Today I Learned

Some of the things I've learned every day since Oct 10, 2016

Category Archives: machine learning

216: Universal Approximation Theorem (Neural Nets)

The Universal Approximation Theorem (due to Kurt Hornik and others) essentially states that you can approximate an arbitrary continuous function on a compact subset of \mathbb{R}^n with a neural net to arbitrary precision. (This is similar to the way single-variable polynomials are universal approximators of continuous functions on \mathbb{R}.) In fact, you can do this with a net with just a single hidden layer. One possible statement of the theorem is below.

Theorem: Suppose \sigma : \mathbb{R} \rightarrow \mathbb{R} is non-constant, bounded, non-decreasing, and continuous, and that S \subset \mathbb{R}^d is closed and bounded (compact). Then for any continuous function f : S \rightarrow \mathbb{R} and \epsilon > 0, there exists a 2-layer neural network of the form

h(\mathbf{x}) = \sum _{j=1} ^k c_j \sigma(\mathbf{a}_j^T \mathbf{x} + b_j)

for some real vectors \mathbf{a}_j and scalars b_j, c_j, such that

|h(\mathbf{x}) - f(\mathbf{x})| < \epsilon

for all \mathbf{x} \in S.

Note that a nonlinear function such as \sigma is not even necessary at the output layer for this to work.

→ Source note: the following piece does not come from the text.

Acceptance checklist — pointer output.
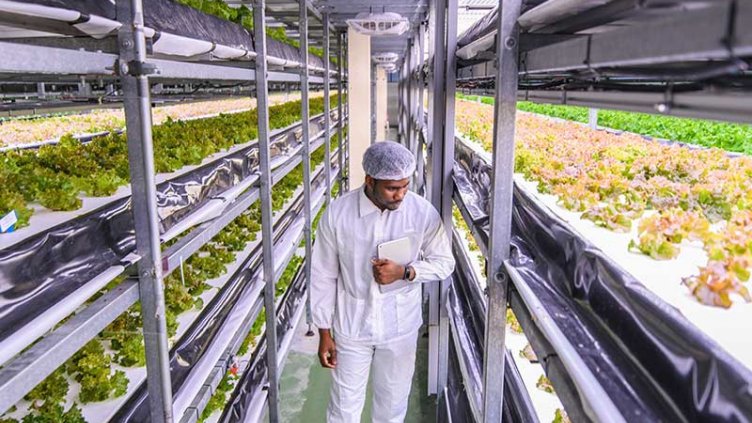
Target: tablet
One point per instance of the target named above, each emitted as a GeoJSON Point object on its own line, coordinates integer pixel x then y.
{"type": "Point", "coordinates": [399, 251]}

More important to note is that while this theorem guarantees there exists a network that approximates any function, it says nothing about how we train this network or obtain its parameters. Hence why we don’t just use the above network to solve all our problems.


195: Distributional Key-Finding

One approach to the task of automatically determining the key of a sample of music (assumed to be within the conventions of ‘Western’ chromatic tuning and major/minor tonality) is called distributional key-finding. Essentially what this involves is taking an audio sample, converting it into a discretized sample of the notes occurring in each time interval through some signal-processing method such as the fast Fourier transform (e.g. [E4, G4, F#4, D4, E4] in a monophonic model), further reducing this to a sequence of pitch classes (e.g. [E, G, F#, D, E], using the previous example), and then normalizing this to a distribution across chromatic pitch classes.

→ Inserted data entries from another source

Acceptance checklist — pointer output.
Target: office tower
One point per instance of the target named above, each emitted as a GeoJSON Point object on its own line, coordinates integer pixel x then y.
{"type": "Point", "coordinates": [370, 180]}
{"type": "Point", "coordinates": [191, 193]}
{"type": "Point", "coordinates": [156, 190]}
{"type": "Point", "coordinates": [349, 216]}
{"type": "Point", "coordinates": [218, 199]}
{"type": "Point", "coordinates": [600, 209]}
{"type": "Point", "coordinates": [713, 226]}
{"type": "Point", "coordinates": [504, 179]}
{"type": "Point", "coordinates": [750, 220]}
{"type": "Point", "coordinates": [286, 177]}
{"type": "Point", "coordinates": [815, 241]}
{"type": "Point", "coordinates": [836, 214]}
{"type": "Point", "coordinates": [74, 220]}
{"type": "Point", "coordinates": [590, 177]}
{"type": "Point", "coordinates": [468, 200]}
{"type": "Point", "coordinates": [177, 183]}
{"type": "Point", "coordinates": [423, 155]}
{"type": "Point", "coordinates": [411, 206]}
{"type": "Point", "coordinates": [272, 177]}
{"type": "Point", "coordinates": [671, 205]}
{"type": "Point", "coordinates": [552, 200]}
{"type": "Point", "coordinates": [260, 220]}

This distribution is essentially a vector which says what proportion of time each of the 12 chromatic pitch classes (A, A#, B, C, etc.) was being used. This distribution is then used to determine which key the sample likely belongs to.

The reason this works is that music in a given key will tend to use some notes more than others. For instance, a melody in E minor will make the most use of its tonic and dominant notes E and B, followed by its mediant and supertonic notes G and F#, and so on. This is illustrated in the figure below, taken from this paper.

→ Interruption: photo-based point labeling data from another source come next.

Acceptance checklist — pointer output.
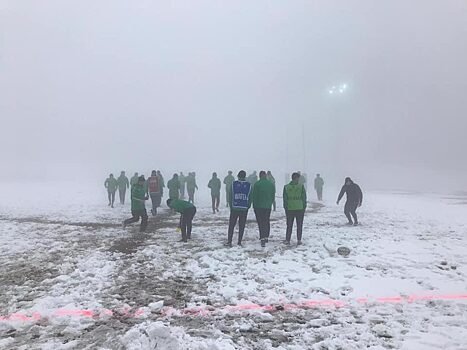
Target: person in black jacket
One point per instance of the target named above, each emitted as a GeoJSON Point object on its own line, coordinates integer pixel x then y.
{"type": "Point", "coordinates": [354, 200]}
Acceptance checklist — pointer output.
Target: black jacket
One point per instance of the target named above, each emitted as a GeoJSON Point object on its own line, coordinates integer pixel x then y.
{"type": "Point", "coordinates": [354, 193]}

This is in fact a very crude reduction of how key identification in the musically-trained ear actually takes place. However, despite being an oversimplification it often works well for automatically detecting keys since the distributions produced by keys are relatively unique. This lends it well to techniques such as using the distribution as a feature vector in a neural net.

88: Dummy Variables

In statistics, a dummy variable is an independent variable which only takes on the values 0 or 1. This is used as an indicator variable, categorizing the object in question and adjusting its model accordingly: if the value is 1, the weight of the dummy variable will be factored in, but not if the value is 0.

76: Probabilistic Classifiers

As used in machine learning, the term probabilistic classifier refers to a function f: X \rightarrow \pi _Y, where X is the set of objects to be classified, Y is the set of classes, and \pi _Y is the set of probability distributions over Y. That is, a probabilistic classifier takes an object to be classified and gives the probability of that object belonging to each of the possible classes.

This contrasts with a non-probabilistic classifier, which instead is simply a function g: X \rightarrow Y that assigns a single class given an object. Often, the choice is simply that category with the highest probability.

74: Linearly Separable Values (Euclidean)

2 sets X_1, X_2 of points in n-dimensional Euclidean space E^n are linearly separable if and only if there exists a non-zero vector \mathbf{w} \in E^n and a number k such that

\mathbf{w} \cdot \mathbf{x} < k

holds for every \mathbf{x} \in X_1, and does not hold for every \mathbf{x'} \in X_2. Intuitively, this means that two sets of points in an n-dimensional Euclidean space are linearly separable if there is an (n-1)-dimensional plane that when inserted into the same space separates the two sets.

(This concept could probably be extended to spaces which share certain properties with E^n, such as having a partial order, closure, etc., but E^n gives the simplest example.)